A Three-Site Analysis of How AI Tools Are Reshaping One
of Marketing’s Most Trusted Metrics

Executive Summary

Something changed in Google Analytics in mid-2025, and it hasn’t reverted. What marketers call “Direct traffic” — visits with no tracked source — is being flooded by a new kind of visitor: people who clicked a link inside ChatGPT, Claude, Perplexity, Gemini, or another AI tool and landed on your site. Because AI tools don’t pass along referral information the way Google Search does, those visits show up as Direct in your reports.

We first spotted this on smamarketing.net. But that raised an important question: is this happening everywhere, or is one site just unusually exposed?

This study answers that question across three websites managed by SMA Marketing, all measured with the same tools during the same time window: smamarketing.net (a B2B marketing agency content site), dragonplate.com (a B2B composites e-commerce site), and element6composites.com (a B2B specialty composites services site).

The findings confirm the original discovery — but reframe it. AI-driven distortion of Direct traffic isn’t a uniform problem. It’s a spectrum.
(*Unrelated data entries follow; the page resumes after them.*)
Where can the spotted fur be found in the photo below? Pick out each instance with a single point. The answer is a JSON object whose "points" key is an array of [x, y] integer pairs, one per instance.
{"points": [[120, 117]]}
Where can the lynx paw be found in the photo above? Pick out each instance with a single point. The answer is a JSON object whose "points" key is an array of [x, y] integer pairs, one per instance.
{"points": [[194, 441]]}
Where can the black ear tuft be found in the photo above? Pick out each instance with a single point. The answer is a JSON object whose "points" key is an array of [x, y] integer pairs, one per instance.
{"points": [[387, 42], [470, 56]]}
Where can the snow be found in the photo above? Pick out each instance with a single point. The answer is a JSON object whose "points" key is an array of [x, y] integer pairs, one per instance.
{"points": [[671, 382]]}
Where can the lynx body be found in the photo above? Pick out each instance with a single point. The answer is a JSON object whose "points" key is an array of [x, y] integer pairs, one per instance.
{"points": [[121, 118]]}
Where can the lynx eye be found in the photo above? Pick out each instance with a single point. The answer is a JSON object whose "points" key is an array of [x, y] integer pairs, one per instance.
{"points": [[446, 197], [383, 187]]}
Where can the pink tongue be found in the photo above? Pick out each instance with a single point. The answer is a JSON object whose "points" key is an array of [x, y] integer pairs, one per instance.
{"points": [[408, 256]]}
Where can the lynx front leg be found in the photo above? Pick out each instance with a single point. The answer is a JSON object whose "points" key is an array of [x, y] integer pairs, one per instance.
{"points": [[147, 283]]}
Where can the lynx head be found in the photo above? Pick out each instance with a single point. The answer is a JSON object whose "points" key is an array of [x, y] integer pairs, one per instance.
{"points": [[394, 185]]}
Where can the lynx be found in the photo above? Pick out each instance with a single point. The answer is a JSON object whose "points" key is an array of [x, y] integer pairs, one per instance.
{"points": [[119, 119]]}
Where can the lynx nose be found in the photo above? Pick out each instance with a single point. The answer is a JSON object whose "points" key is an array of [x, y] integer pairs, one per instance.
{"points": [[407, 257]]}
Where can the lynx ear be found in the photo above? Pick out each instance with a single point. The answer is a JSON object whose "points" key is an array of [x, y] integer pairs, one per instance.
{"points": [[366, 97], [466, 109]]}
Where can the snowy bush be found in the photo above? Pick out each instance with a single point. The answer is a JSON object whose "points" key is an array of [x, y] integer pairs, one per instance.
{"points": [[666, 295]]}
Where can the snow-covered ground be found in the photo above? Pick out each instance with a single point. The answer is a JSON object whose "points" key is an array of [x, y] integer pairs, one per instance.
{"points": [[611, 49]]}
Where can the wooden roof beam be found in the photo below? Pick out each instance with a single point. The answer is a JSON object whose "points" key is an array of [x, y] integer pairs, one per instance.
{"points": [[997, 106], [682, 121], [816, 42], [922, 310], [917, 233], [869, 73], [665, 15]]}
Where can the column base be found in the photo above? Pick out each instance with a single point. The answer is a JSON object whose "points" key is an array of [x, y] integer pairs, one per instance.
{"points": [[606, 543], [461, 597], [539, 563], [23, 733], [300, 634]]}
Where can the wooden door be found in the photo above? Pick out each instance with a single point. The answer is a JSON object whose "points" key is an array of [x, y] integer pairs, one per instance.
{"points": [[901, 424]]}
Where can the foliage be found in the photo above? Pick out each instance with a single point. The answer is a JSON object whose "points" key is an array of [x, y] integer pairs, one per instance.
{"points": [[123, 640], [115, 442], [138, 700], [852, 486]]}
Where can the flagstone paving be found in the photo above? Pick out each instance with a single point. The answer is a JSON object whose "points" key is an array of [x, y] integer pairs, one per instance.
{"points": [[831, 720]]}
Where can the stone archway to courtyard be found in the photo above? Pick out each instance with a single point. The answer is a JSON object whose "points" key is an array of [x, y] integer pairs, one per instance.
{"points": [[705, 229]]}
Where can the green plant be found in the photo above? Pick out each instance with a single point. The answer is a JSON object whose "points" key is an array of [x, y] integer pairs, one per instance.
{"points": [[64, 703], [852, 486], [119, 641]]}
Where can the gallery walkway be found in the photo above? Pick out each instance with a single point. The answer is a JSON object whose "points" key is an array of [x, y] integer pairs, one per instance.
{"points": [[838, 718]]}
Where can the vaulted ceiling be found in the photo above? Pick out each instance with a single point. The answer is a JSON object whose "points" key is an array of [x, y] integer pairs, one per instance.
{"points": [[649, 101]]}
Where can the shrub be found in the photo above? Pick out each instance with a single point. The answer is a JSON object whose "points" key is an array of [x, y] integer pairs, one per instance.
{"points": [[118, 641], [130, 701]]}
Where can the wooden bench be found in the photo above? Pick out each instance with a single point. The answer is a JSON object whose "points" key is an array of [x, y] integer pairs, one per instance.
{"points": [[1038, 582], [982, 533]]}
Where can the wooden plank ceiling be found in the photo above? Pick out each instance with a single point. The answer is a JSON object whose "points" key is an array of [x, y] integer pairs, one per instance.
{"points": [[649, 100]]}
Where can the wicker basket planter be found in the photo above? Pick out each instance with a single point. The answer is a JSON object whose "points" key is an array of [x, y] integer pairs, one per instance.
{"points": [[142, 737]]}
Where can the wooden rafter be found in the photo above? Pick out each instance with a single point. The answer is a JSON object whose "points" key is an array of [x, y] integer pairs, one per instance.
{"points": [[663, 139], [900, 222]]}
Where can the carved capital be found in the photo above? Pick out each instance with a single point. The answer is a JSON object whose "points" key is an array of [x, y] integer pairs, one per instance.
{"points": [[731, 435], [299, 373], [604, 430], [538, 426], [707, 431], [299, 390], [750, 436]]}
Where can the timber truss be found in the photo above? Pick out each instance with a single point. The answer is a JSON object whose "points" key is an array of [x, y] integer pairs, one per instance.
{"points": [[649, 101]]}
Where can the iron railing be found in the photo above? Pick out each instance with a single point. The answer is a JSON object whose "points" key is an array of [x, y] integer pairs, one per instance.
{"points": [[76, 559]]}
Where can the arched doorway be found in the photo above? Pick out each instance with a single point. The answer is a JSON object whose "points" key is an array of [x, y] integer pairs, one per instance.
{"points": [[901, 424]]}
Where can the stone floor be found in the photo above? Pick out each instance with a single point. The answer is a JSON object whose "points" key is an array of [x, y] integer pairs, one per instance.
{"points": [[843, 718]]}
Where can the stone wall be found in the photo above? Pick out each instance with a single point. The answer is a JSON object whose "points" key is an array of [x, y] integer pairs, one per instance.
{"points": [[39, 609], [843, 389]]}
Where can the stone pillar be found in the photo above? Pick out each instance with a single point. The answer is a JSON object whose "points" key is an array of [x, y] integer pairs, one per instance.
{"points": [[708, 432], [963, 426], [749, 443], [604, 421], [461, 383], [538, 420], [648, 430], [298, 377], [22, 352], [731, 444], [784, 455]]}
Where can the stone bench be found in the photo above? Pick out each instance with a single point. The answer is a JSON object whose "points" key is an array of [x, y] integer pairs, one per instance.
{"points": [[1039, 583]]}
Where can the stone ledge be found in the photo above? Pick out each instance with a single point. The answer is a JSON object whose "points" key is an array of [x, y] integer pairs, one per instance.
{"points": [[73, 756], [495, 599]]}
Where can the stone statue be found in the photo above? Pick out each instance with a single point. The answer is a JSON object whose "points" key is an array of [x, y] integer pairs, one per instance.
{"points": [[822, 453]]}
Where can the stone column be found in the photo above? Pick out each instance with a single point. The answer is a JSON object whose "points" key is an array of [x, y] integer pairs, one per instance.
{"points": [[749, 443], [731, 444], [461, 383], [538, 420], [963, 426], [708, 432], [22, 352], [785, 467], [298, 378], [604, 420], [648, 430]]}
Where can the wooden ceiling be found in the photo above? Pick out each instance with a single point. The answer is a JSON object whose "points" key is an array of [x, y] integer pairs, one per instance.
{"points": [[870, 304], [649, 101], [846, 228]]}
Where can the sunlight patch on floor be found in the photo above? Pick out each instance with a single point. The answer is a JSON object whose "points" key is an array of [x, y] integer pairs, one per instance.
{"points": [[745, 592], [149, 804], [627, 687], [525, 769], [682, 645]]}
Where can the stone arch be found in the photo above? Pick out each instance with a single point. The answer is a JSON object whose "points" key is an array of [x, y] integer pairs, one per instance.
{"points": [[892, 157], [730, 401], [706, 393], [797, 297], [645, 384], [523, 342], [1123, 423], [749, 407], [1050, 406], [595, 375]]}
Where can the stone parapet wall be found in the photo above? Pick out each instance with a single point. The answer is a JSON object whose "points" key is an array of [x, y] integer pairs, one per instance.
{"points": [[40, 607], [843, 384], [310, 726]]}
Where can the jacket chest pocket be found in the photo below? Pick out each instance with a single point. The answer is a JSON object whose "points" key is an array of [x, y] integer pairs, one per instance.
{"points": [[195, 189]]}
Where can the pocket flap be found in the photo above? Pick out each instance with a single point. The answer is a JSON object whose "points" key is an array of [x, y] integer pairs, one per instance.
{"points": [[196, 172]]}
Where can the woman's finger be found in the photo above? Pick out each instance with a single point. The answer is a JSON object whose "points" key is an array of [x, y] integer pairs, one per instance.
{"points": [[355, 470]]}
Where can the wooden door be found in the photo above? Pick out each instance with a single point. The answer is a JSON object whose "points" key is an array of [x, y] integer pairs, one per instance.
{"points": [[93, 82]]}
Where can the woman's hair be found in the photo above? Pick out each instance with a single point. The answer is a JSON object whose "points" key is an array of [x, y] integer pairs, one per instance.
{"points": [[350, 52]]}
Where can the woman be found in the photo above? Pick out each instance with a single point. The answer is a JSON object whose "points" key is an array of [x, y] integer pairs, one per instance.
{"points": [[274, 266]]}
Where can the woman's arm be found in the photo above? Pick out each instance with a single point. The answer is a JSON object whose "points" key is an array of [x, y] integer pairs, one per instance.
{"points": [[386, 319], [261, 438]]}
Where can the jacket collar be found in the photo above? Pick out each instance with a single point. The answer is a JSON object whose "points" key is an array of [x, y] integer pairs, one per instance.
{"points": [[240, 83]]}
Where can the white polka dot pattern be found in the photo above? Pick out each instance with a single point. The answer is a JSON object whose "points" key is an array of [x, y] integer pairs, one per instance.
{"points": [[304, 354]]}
The same underlying mechanism produces dramatically different outcomes depending on what kind of site you have.


What We Found

  • Direct traffic is being distorted by AI on all three sites — but the severity ranges from barely noticeable to nearly complete.
  • smamarketing.net is the extreme case: the engaged human cohort in Direct has almost entirely disappeared, replaced by people clicking AI citations.
  • dragonplate.com is split in two: real customers still arrive and buy, but roughly half the Direct channel is AI-related noise.
  • element6composites.com looks like Direct did in 2023 — mostly deliberate human visits, healthy engagement.
  • Three simple metrics — computable from any GA4 export in about 30 minutes — can tell you exactly where your site falls on this spectrum.
  • AI isn’t just sending traffic; it’s sending pre-qualified visitors. On smamarketing.net, people arriving via AI citations were 10x more likely to show high purchase intent than visitors from paid Google ads.

Background

The original analysis of smamarketing.net found that something structural shifted in GA4’s Direct channel starting July 30, 2025. It wasn’t a volume problem — Direct sessions only dropped 15% year-over-year. It was a composition problem.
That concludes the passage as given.